Она взглянула даже на высокие ширмы, где тесно сидело несколько человек. Они молча подняли на заглянувшую блестевшие в полумраке глаза, и успокоенная Полина, на ходу бросив им: «Ничего, ничего, я так…», отошла к столику, который занимали супруги Царевские, оба Пекарские и какой-то высокий стрелок. Полину встретили шутливыми приветствиями, и она быстро забралась с ногами на скамью между Лелечкой и Лавриком, не переставая обводить беспокойным взором комнату, как будто отыскивая, нет ли каких новых комбинаций в распределении и соединении гостей по группам. Очевидно, все было по-старому, так как Полина очень скоро занялась своими непосредственными соседями. Вскоре к их столу присоединились Иней, Шпингалет и два гимназиста с челками, которые водрузили около Полины ее знаменитую сумку, муфту, боа и еще какие-то принадлежности, которых всегда казалось очень много. Устраиваясь на скамье, Полина Аркадьевна не переставала говорить как-то зараз со всеми окружающими:
– Ах, Лелечка, идол мой! Дайте мне ваши губы! Что может быть лучше розовых губ! Не правда ли, Лаврик, да? Я знаю, ты понимаешь это! И Орест тоже! Он такой тонкий художник. Правды Львовны нет? И не будет? Мне так много нужно бы ей сказать! Я так замучилась сегодня в Манеже. Битые три часа ездила верхом. Вы стрелок? Всегда живете в Царском? Я обожаю это место. Там веет дух Екатерины. Одну зиму я провела в Павловске.
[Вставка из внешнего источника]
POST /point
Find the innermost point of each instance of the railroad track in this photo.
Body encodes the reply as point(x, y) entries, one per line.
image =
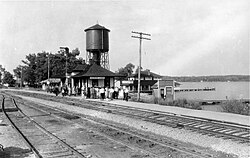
point(236, 132)
point(39, 140)
point(225, 130)
point(152, 146)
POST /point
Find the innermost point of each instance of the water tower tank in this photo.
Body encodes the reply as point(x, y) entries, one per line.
point(97, 38)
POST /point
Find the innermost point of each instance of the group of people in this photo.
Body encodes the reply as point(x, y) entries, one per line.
point(108, 93)
point(93, 92)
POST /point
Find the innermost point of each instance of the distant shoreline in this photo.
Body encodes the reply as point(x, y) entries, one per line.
point(225, 78)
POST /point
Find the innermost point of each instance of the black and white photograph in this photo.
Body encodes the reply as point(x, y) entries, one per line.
point(124, 79)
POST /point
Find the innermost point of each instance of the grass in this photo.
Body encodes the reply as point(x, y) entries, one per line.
point(178, 103)
point(236, 107)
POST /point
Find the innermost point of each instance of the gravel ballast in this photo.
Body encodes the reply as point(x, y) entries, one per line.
point(217, 144)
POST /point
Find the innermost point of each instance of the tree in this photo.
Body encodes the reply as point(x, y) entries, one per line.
point(2, 70)
point(136, 71)
point(127, 70)
point(8, 78)
point(36, 66)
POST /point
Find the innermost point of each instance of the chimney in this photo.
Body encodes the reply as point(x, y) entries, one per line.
point(83, 62)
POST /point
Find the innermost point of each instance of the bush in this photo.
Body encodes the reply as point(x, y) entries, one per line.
point(236, 107)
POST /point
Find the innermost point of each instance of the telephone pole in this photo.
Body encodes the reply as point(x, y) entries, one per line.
point(139, 67)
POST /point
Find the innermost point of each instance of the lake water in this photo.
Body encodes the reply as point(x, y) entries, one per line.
point(223, 90)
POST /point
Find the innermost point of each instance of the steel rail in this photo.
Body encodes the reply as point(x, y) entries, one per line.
point(182, 123)
point(127, 132)
point(50, 134)
point(26, 141)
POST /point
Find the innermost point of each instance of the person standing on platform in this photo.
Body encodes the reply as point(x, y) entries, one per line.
point(106, 92)
point(102, 93)
point(111, 93)
point(116, 91)
point(126, 93)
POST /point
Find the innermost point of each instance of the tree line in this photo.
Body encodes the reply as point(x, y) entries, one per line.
point(35, 67)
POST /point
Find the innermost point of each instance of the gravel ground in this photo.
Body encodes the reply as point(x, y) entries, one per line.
point(217, 144)
point(11, 142)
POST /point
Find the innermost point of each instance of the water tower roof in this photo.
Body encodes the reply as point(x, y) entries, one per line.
point(96, 27)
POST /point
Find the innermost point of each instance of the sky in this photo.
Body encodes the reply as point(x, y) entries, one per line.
point(188, 37)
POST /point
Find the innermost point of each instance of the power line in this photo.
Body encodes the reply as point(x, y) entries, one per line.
point(139, 67)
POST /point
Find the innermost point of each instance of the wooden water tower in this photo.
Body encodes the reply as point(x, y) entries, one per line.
point(97, 45)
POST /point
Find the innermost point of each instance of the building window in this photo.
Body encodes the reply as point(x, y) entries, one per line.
point(168, 90)
point(95, 83)
point(162, 93)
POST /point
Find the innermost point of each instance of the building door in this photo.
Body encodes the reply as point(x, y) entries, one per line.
point(95, 83)
point(107, 82)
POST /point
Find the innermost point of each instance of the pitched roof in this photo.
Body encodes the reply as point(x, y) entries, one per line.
point(81, 67)
point(164, 83)
point(96, 27)
point(96, 71)
point(146, 73)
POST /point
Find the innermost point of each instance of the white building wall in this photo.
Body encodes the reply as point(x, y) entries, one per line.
point(89, 83)
point(101, 83)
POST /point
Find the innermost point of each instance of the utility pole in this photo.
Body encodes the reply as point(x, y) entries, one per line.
point(139, 67)
point(66, 49)
point(48, 66)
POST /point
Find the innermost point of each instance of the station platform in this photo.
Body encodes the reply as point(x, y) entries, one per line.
point(211, 115)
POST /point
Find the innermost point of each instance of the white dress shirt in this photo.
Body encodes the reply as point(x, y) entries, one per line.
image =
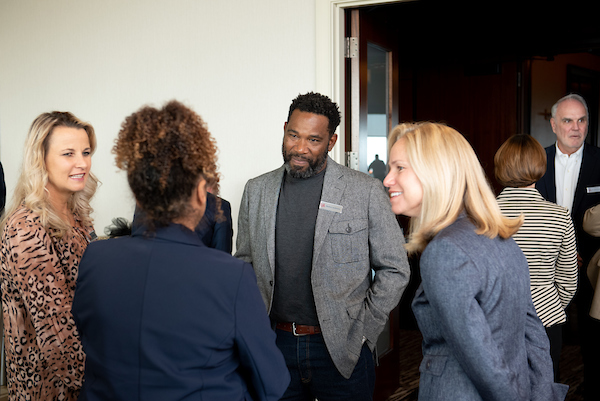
point(566, 176)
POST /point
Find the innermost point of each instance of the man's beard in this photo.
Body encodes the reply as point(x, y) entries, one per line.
point(314, 166)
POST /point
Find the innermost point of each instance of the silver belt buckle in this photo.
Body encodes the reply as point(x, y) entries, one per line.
point(294, 330)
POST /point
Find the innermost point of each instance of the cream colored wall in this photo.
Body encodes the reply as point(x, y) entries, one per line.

Это было время больших переживаний… Жизнь, ведь это такая фантастика!.. А тебе, Орест, я тоже многое должна сказать. Но тебе одному, так что потом попрошу тебя выйти со мною за ширму. Мушку? Это мне Иней посоветовал посадить ее под левый глаз. Что же, по-моему, это не плохо… Я так люблю Сомова…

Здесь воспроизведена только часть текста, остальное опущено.